Mr Winner, who made more than 30 films including the blockbuster Death Wish series, had been ill for some time and died today at his home in Kensington, London, where he was being nursed by his wife.
Paying tribute to her husband Mrs Winner, a former dancer who he married two years ago, said in a statement: "Michael was a wonderful man, brilliant, funny and generous.
"A light has gone out in my life."
Michael Winner has died aged 77
In an interview with The Big Issue magazine last year he talked about how his death would be reported.
"When I die, it’s going to be ‘Death Wish director dies’. I don’t mind though – Death Wish [Winner’s 1974 film starring Charles Bronson and Hope Lange] was an epoch-making film. The first film in the history of cinema where the hero kills other civilians. It had never been done before. Since then it has been the most copied film ever.
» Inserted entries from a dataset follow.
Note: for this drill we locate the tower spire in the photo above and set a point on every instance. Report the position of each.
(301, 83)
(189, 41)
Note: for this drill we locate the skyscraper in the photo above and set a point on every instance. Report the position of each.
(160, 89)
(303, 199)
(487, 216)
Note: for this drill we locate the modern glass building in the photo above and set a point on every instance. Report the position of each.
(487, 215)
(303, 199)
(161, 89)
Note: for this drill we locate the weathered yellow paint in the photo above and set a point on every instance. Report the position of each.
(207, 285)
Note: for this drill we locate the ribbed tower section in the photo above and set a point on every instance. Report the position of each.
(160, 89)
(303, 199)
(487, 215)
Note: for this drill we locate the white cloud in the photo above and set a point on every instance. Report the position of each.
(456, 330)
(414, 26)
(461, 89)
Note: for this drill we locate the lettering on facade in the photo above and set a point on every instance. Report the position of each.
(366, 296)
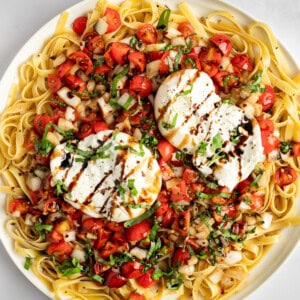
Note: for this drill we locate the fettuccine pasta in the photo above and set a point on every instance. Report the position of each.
(203, 238)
Tarantino put it in his top 10 films ever made."
Michael winner and his wife Geraldine
In a film career which spanned more than 50 years, he worked with some of the biggest stars in Hollywood, including Marlon Brando, Robert Mitchum and Faye Dunaway.
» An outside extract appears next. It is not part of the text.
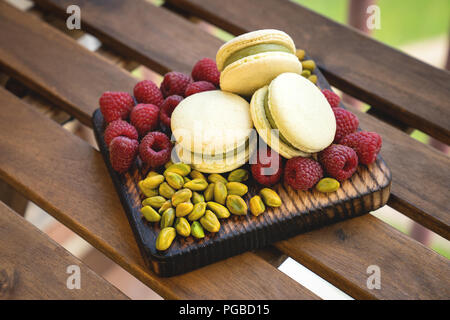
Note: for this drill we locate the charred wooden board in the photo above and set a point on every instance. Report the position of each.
(301, 211)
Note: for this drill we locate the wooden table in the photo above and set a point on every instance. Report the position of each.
(67, 177)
He later reinvented himself as a restaurant critic, writing about food in his typically flamboyant style in his Winner's Dinners column for the Sunday Times.
Winner, whose appearance in adverts for motor insurance coined the catchphrase "Calm down dear, it's only a commercial", also founded and funded the Police Memorial Trust following the murder of WPC Yvonne Fletcher outside the Libyan embassy in London in 1984.
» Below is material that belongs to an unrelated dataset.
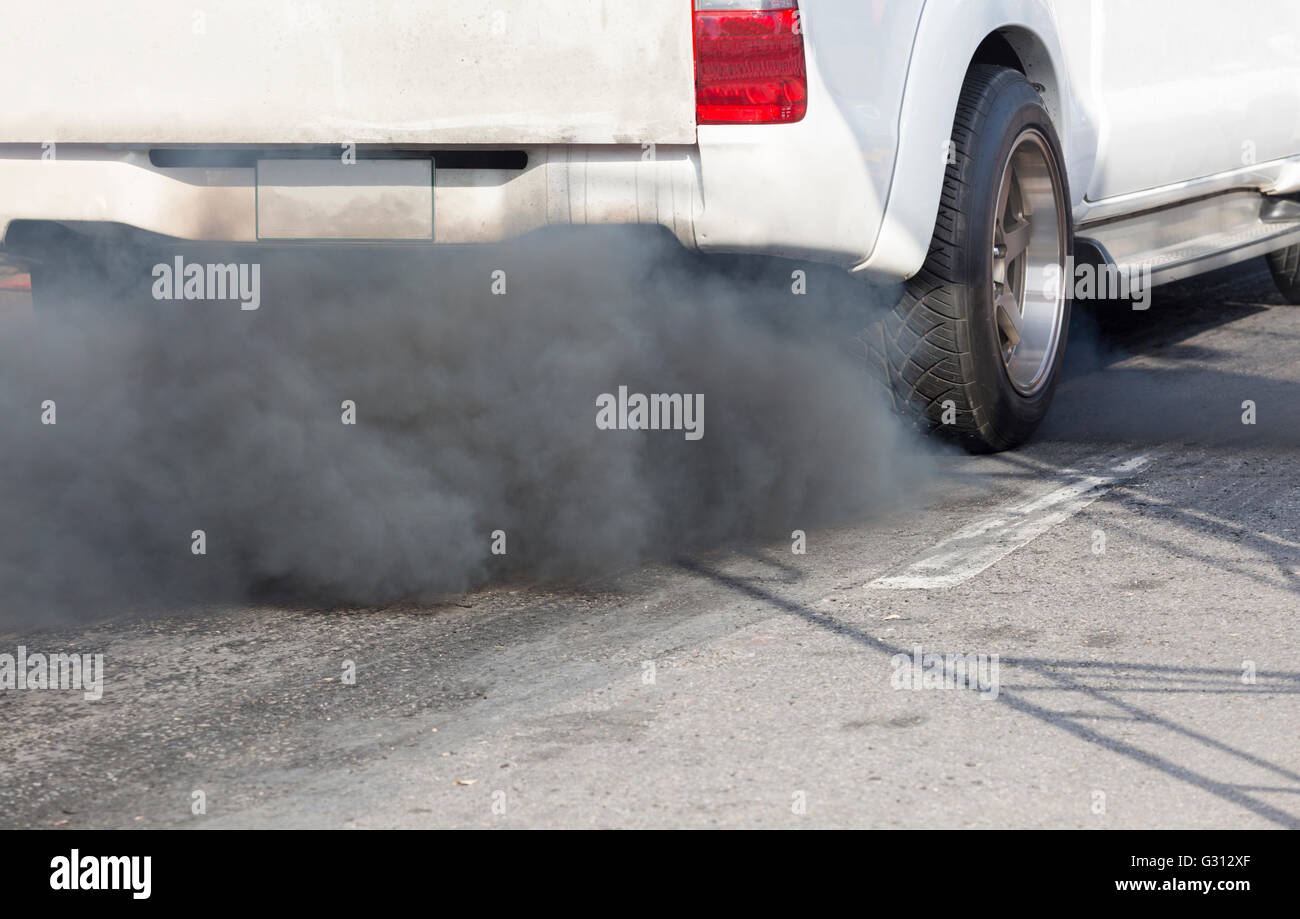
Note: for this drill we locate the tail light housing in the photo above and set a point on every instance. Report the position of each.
(749, 63)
More than 50 officers have been honoured by the trust at sites across the country.
The initiative led to a National Police Memorial being erected in the Mall in central London.
Steve Lloyd, trust manager and vice-chairman of the Police Roll of Honour Trust, said: "Michael had been ill for some time, but this is still a sad loss. Michael was a keen supporter of police charities and in particular was the founder of the project that let to the National Police Memorial being placed in the Mall in London.
"There is no doubt that Michael's work will be continued and we at the Trust pass on our sympathies to his family at this sad time.
"The work he did on behalf of the policing family brought a lot of comfort to those he recognised."
Last summer, Winner revealed that liver specialists had given him 18 months to live and admitted that he had researched services at an assisted-dying institution, where more than 150 Britons have travelled to end their lives.
The director was an active Twitter user, with over 38,500 followers on the micro-blogging site.
He posted under the biography: "I am a totally insane film director, writer, producer, silk shirt cleaner, bad tempered, totally ridiculous example of humanity in deep s***".
At the age of 13, the young Winner was already showing an entrepreneurial streak. He started to write a showbusiness column called Michael Winner's Show Talk, syndicated to 35 local papers.
He attended St Christopher's School, Letchworth, and was asked to leave because he was paying another boy to clean his room.
He avoided National Service by pretending to be homosexual, and was immediately classed as "unfit for military service".
Winner went to Downing College, Cambridge, where he read economics and law, and joined the BBC during a college vacation with the job of knocking on stars' doors to tell them the director was waiting.